The present invention relates to a nonvolatile semiconductor memory such as a flash type EEPROM, and more particularly to a nonvolatile semiconductor memory having an improved source line drive circuit capable of setting a potential of a source line to a fixed range regardless of a pattern of read data so as to prevent erroneous data from being read.
FIG. 1 shows a main part of the structure of a conventional nonvolatile semiconductor memory such as a flash type EEPROM. A surface of a memory chip 1 is occupied by a memory core section 2, and a peripheral circuit section other than the memory core section 2. The memory core section 2 comprises a memory cell array 3, a row decoder 4, and a bit line control circuit 5 including a sense amplifier 20 (FIG. 2) and a bit line charge circuit.
A row address signal is output from an address register 6 to be supplied to the row decoder 4 and a word line drive circuit 7. The row decoder 4 and the word line drive circuit 7 select a predetermined row of the memory cell array 3 based on a control signal from a command register 8, and apply a high potential to the selected predetermined row.
A column address signal is output to a column decoder 9 from the address register 6. The column decoder 9 selects a predetermined column of a memory cell array 3. Then, a bit line of the selected predetermined column and an I/O buffer 10 are connected to each other.
A well voltage control circuit 11 sets a voltage of a well where a memory cell is formed to a predetermined value based on the control signal from the command register 8. A source line drive circuit 12 sets a voltage VS of a source of the memory cell to a predetermined value based on the control signal from the command register 8.
FIG. 2 is an example of the structure of a conventional source line drive circuit.
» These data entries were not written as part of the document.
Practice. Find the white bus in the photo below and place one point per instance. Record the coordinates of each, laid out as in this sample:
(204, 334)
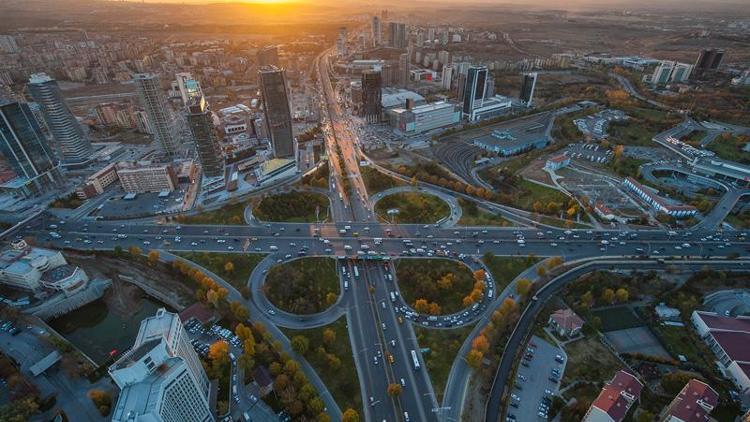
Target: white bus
(415, 360)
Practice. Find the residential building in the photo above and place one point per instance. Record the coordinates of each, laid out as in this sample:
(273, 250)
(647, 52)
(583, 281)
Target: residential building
(74, 147)
(26, 150)
(97, 182)
(474, 88)
(565, 322)
(650, 197)
(277, 112)
(206, 137)
(189, 87)
(424, 118)
(159, 114)
(505, 143)
(371, 96)
(527, 88)
(161, 378)
(694, 403)
(557, 162)
(615, 399)
(141, 177)
(727, 338)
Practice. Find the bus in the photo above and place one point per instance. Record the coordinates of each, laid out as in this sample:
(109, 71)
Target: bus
(415, 360)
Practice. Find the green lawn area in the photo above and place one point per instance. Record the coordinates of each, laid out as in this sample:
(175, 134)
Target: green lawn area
(443, 345)
(504, 269)
(617, 318)
(531, 192)
(376, 181)
(217, 263)
(731, 148)
(421, 279)
(232, 214)
(303, 286)
(293, 207)
(589, 360)
(472, 215)
(413, 207)
(339, 374)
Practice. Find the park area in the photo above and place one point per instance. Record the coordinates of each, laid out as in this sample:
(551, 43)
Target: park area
(434, 286)
(293, 207)
(412, 208)
(303, 286)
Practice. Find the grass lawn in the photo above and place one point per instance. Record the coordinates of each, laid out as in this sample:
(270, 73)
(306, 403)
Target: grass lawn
(589, 360)
(418, 279)
(413, 207)
(443, 345)
(217, 263)
(232, 214)
(293, 207)
(617, 318)
(303, 286)
(472, 215)
(376, 181)
(341, 379)
(504, 269)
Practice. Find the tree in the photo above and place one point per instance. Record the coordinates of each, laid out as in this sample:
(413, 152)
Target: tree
(350, 415)
(523, 286)
(153, 257)
(474, 358)
(329, 336)
(394, 389)
(622, 295)
(229, 267)
(300, 344)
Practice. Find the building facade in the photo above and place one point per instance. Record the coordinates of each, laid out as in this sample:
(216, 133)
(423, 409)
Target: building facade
(161, 119)
(206, 137)
(75, 148)
(277, 112)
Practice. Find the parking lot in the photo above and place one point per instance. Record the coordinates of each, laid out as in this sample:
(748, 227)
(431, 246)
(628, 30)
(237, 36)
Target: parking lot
(537, 381)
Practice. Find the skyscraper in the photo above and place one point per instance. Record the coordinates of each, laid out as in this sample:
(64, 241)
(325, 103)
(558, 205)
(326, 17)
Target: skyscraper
(397, 35)
(268, 56)
(708, 59)
(74, 146)
(474, 88)
(527, 88)
(161, 378)
(205, 136)
(371, 95)
(277, 111)
(377, 32)
(24, 147)
(189, 87)
(158, 112)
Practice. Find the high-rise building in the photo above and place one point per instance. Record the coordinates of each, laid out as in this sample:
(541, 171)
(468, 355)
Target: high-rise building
(708, 59)
(189, 87)
(205, 136)
(474, 88)
(161, 378)
(161, 119)
(528, 85)
(74, 146)
(277, 111)
(377, 32)
(397, 35)
(371, 95)
(25, 149)
(447, 77)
The source line drive circuit 12 comprises an N channel MOS transistor 13. A control signal CR is applied to a gate of the MOS transistor 13. A source of the MOS transistor 13 is connected to a ground terminal GND (VSS). A drain source is connected to a source line 14.
The source line 14 is formed of metal such as aluminum. A wire resistor (including wire resistor of polysilicon wire used to intersect with a source line) 15 is provided between the MOS transistor 13 and the source line 14.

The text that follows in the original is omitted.